[ovirt-users] Re: oVirt Performance (Horrific)

Karli Sjöberg Thu, 14 Mar 2019 06:13:38 -0700

On 2019-03-13 05:20, Drew Rash wrote:
> Pictures and speeds are the latest. Which seems to be the best
> performance we've ever gotten so far. Still seems like the hardware is
> sitting idling by not doing much after an initial burst.
>
> Took a picture of a file copy using the latest setup. You can see it
> transfer like 25% of a 7gig file at some where around 1GBps or 600MBps
> ish (it disappears quickly) down to 40MBps
> The left vm "MikeWin10:1" is freeNAS'd and achieves much higher highs.
> Still crawls down to the lows and has pause and weird stuff.  
> The right vm "MikeWin10_Drew:1" is a gluster fs mount. We tried nfs
> and decided to try gluster again but with a "negative-timeout=1"
> option set...appears to have made it faster by 4x.
> *https://imgur.com/a/R2w6IcO*
>
> *4 Boxes:*
> (2)Two are c9x299-PG300F super micro boards with 14c (28thread) i9's 
> 128GB 3200MHz Ram
> (1)FreeNAS is our weakest of all 4 boxes - 6 core, 64GB ram i7 extreme
> version.

Heyo!

Not that the thread is about ZFS, but I find this "stop and go" behavior
interesting.

FreeNAS is a excellent NAS platform, I mean, it's in the name, right? ;)
However, the ZFS filesystem and how you configure the system does impact
performance. First of all, how have you configured the drives in the
zpool? RAIDZ is not recommended for virtualization, just because it's
random IOPS performance are set to 1 HDD/vdev. If we assume a SATA drive
has 150 random IOPS and you create a 8 x 6 TB RAIDZ2 vdev, that entire
pool only have 150 random IOPS total. Can you do a "zpool status" and
post the output?

Second, it's worth mentioning that block sizes still matter. Most drives
still lie to the OS that they are 512 byte sectors while really being
4k, just so that older OS'es don't freak out because they don't know
drives can have any else than 512. I don't know if FreeNAS solves this
issue for you but it's something I always take care of, either by
"sysctl vfs.zfs.min_auto_ashift=12" or trick ZFS into thinking the
drives are true 4k disks with "gnop". A way to check is "zdb | grep
ashift"; it should be 12. If 9, you may have worse performance than you
should have, but not way worse. Still... Then there's alignment that I
also think that FreeNAS takes care of, probably... Most systems place
the partition start at 1 MiB which makes it OK for any disk regardless.
Your disks should be called "adaX", run "camcontrol devlist" to get a
list of all of them, then pick one disk to check the partitioning on
with "gpart show adaX". The "freebsd-zfs" partition should start at
something evenly divisible by 4096 (4k). Most of the time they're at
2048, because 512*2048=1048576(1MiB) and that divided by 4k is
(1048576/4096=256), which is a beautifully even number.
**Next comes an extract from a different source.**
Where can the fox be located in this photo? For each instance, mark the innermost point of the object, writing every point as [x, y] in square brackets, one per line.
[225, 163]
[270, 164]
Third and maybe most important, ZFS _does_ listen to "sync" calls, which
is about everything over iSCSI (with ctld) or NFS. That means, since
your hosts are connecting to it over one of the two, for _every_ write,
the NAS stops and waits for it to be actually written safely to disk
before doing another write, it's sooo slow (but super awesome, because
it saves you from data corruption). What you do with ZFS to mitigate
that is to add a so called SLOG (separate log) disk, typically a
hella-fast SSD or NVME that only does that and nothing else, so that the
fast disk takes all the random, small writes and turns them into big
streaming writes that the HDD's can take. You can partition just a bit
of an SSD and use that as a SLOG, typically not more than the bandwidth
you could maximally take, times the interval between write flushes in
ZFS, which is 5 secs. So 10Gb/s is about 1,25 GB/s, tops- and you have
two of those. 2,5GB*5 = 12.5GB. Which means 14GB should definitely cover it.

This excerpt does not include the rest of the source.